そういう状況でスタートしたのなら、セックス観が多少歪んだとしても理解できなくはなかった。高等な魔術を使うことに関してはどうかと思わなくもないが、経験豊富なことについては俺がどうこう言える立場でもない。
「俺のこと、嫌いになりました?」
「そんなこと言ったら、俺はどうなる? 恋人を作りたくないくせにセックスだけはしたいからって、取っ替え引っ替えしてたんだ。俺だって最低だろう」
「ハイネさんの悪い噂は聞いたことないですよ」
「この容姿と、容姿に似合う言動を続けてきたからだよ。みんなそれに騙されているだけ」
そうだ、本当の俺を知ったうえで求めてくれていたわけじゃない。そういう意味では相手を騙していたわけだし、俺だって最低だ。
「それじゃあ、ハイネさんがかわいいって誰も知らないってことですか?」
ニゲルのうれしそうな声に、何を言い出すんだと呆れてしまった。いまの話から、どうすればそういう言葉が出てくるんだ。
「かわいくなんて、ないから」
「かわいいですよ。でもそっか、誰もかわいいハイネさんを知らないんだ」
「だから、かわいくなんてない」
「えぇ? かわいいですよ?」
いくら否定しても満面の笑みで「かわいい」と言い続ける顔を見ていられなくて、視線を逸らした。
「かわいいハイネさんを俺しか知らないなんて、最高じゃないですか」
まだ言うかと視線を戻せば、いつの間にか目の前に整った顔が近づいていた。
「これからも、俺しか知らないかわいいハイネさんをいっぱい見たいです。もちろん、俺にしかできないセックスをして俺しか見られない姿もいっぱい見せてくださいね」
「おまえ、反省してないだろう」
「こんな俺でもいいって、ハイネさんが言ってくれたんですよ?」
「そこまで言ってな、……って、何して、……っ!」
薄い掛布の上から体を撫でられた直後、胸にビリビリとした痺れが走ってビクリと体が震えた。原因がわかったとしても、急に刺激に襲われれば驚いてしまう。思わずキッと睨んだ……が、そこにあったのはにやけた顔ではなく、穏やかな表情だった。

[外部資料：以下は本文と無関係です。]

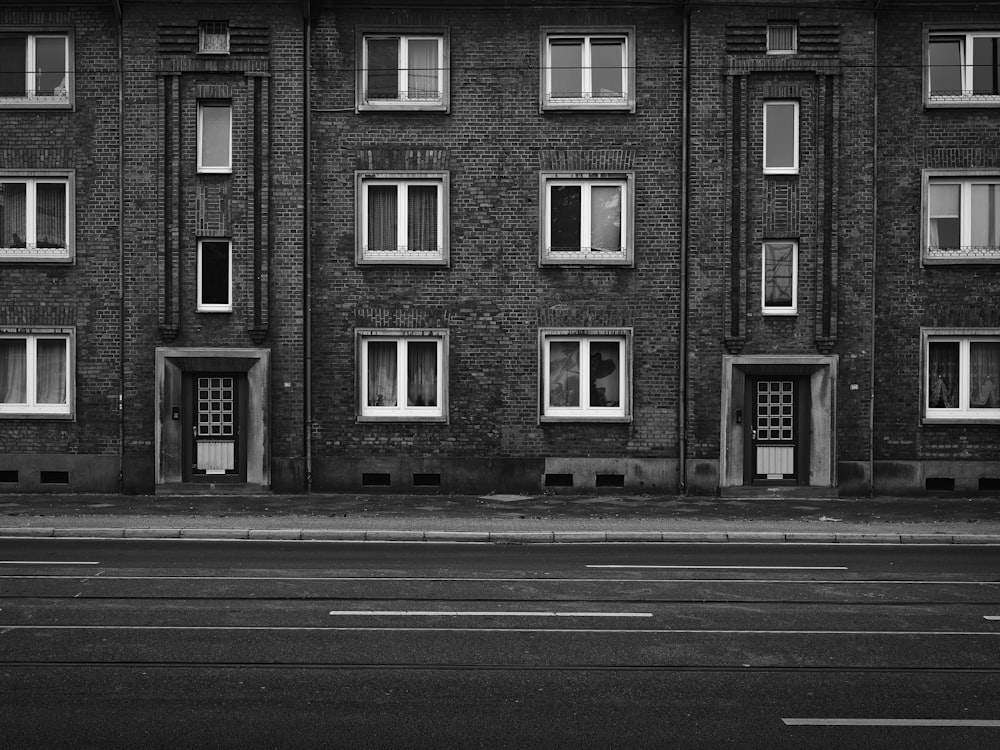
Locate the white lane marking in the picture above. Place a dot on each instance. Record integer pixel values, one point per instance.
(892, 722)
(725, 567)
(461, 613)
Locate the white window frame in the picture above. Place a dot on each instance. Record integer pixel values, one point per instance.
(765, 308)
(403, 102)
(401, 412)
(587, 100)
(585, 412)
(402, 180)
(963, 412)
(965, 253)
(213, 30)
(31, 252)
(586, 180)
(966, 98)
(63, 99)
(774, 26)
(212, 168)
(215, 307)
(30, 408)
(785, 169)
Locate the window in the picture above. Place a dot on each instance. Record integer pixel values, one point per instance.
(963, 68)
(213, 38)
(582, 70)
(402, 217)
(585, 375)
(215, 137)
(215, 276)
(35, 372)
(403, 375)
(961, 374)
(586, 219)
(35, 69)
(779, 274)
(962, 217)
(403, 71)
(35, 216)
(782, 38)
(781, 137)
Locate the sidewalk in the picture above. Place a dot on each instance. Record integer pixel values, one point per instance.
(506, 518)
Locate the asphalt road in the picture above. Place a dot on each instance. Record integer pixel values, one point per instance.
(121, 643)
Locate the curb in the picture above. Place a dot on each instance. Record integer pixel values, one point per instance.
(500, 537)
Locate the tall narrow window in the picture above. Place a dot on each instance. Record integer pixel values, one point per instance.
(215, 135)
(215, 276)
(781, 137)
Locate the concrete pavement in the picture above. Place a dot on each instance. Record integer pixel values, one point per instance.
(495, 518)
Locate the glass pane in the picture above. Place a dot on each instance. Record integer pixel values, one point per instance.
(422, 214)
(382, 218)
(50, 228)
(383, 69)
(564, 373)
(779, 144)
(564, 226)
(606, 58)
(13, 65)
(50, 66)
(421, 373)
(942, 374)
(422, 78)
(566, 61)
(605, 373)
(13, 214)
(984, 65)
(984, 375)
(983, 221)
(215, 136)
(51, 386)
(779, 260)
(945, 67)
(606, 217)
(13, 371)
(215, 273)
(382, 373)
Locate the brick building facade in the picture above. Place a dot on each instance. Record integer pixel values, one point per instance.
(520, 247)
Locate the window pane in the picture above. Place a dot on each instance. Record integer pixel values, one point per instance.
(382, 373)
(942, 374)
(607, 64)
(422, 212)
(13, 214)
(13, 67)
(564, 227)
(984, 375)
(50, 66)
(945, 63)
(984, 65)
(215, 273)
(779, 261)
(421, 375)
(51, 386)
(383, 68)
(606, 217)
(605, 373)
(564, 373)
(566, 61)
(50, 229)
(422, 78)
(13, 371)
(215, 136)
(382, 218)
(983, 221)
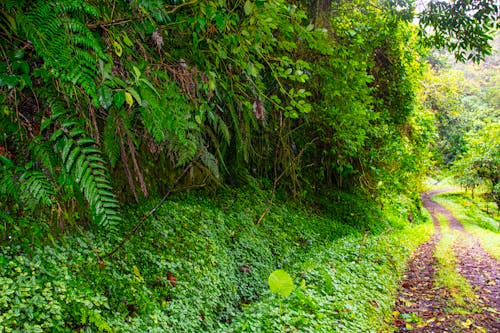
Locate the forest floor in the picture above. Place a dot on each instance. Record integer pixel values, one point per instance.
(451, 283)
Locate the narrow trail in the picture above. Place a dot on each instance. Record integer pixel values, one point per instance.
(424, 307)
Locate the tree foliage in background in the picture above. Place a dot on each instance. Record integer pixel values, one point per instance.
(480, 164)
(463, 27)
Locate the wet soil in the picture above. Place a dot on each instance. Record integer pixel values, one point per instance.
(424, 307)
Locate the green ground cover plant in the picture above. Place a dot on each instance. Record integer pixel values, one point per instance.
(203, 265)
(472, 213)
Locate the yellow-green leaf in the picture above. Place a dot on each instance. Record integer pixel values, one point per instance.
(129, 99)
(118, 48)
(248, 8)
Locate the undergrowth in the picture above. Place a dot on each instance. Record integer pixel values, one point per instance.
(202, 266)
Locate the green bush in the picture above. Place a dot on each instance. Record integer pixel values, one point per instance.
(203, 266)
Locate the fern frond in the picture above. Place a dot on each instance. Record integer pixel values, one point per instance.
(82, 160)
(61, 38)
(8, 186)
(36, 189)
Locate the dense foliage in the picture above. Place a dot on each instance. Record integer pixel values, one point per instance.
(99, 100)
(108, 104)
(203, 266)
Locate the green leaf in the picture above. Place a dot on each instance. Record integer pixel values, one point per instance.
(280, 283)
(118, 48)
(105, 97)
(248, 8)
(119, 98)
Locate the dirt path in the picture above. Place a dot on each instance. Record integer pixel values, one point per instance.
(423, 307)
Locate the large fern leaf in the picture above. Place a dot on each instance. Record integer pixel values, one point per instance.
(83, 161)
(36, 189)
(61, 38)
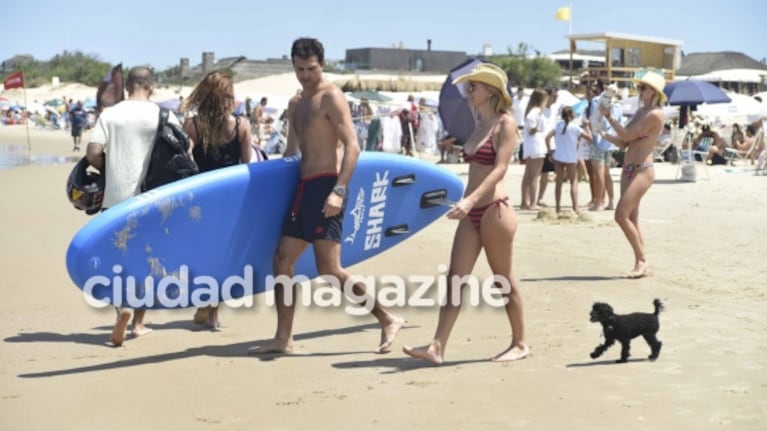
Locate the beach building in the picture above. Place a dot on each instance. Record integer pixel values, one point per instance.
(400, 59)
(625, 55)
(730, 70)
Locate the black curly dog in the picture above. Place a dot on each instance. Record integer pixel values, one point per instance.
(625, 327)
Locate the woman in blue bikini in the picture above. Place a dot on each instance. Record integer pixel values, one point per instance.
(638, 139)
(487, 221)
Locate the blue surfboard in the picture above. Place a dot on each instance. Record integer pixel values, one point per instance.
(218, 231)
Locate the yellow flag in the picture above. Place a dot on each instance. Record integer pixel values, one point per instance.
(563, 14)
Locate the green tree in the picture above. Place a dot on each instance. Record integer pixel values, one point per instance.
(67, 66)
(529, 70)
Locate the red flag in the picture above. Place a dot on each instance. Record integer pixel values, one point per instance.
(110, 91)
(14, 80)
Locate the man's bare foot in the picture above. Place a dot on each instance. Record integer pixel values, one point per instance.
(118, 333)
(272, 346)
(430, 353)
(639, 271)
(513, 353)
(213, 322)
(388, 332)
(139, 330)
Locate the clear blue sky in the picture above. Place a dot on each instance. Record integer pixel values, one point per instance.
(160, 32)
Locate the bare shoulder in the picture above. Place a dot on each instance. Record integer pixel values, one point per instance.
(331, 93)
(507, 122)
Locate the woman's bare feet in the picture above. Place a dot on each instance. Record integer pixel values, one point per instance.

「ハイネさんがどうして恋人を作りたくなかったのか、どうして白手袋を目指すのをやめたのか、いつか教えてくださいね」
「……」
「大丈夫です、無理に聞き出そうなんて思ってませんから」
「……そんな、大した理由なんてない」
どちらかと言えば、いま聞いたニゲルの話と同じくらいくだらない内容だ。
「でも、言いたくないと思うくらいには、それなりの理由があるんでしょう?」
「……聞いても、おもしろくないよ」
「俺の話もおもしろくなかったですよね?」
「……」
おもしろくないと言うより、俺の話のほうが本当にどうしようもないことなんだ。きっと話せば呆れてしまうくらいに、そんな理由でと笑われてしまうくらいに。
そう思うと、大した話じゃないのにますます言いづらくなってしまう。
「俺、ハイネさんの気持ちも全部ほしいって言ったじゃないですか。だから嫌なことも全部吐き出して、心の中全部を俺にください」
「なに、言ってんだか」
「俺以外のことで頭と心を埋めてほしくないっていう我が儘です」
ニゲルの言葉と笑顔に胸が甘く疼いた。
もう二度と恋をしないなんて頑なに思っていたときには戻れない。こんなに俺を求めてくれるニゲルを手放したりはできない。
そう思うだけで心も体もジンジンと疼き始める。気持ちと一緒に体までもが熱くなって、……尻の間からトロリと流れ出したモノにまで感じてしまった。
「いつか、ね」
「はい、待ってます」
にこりと笑った爽やかな顔にもっと近づきたくて、力の入らない腕を精一杯動かして逞しい首に巻きつけた。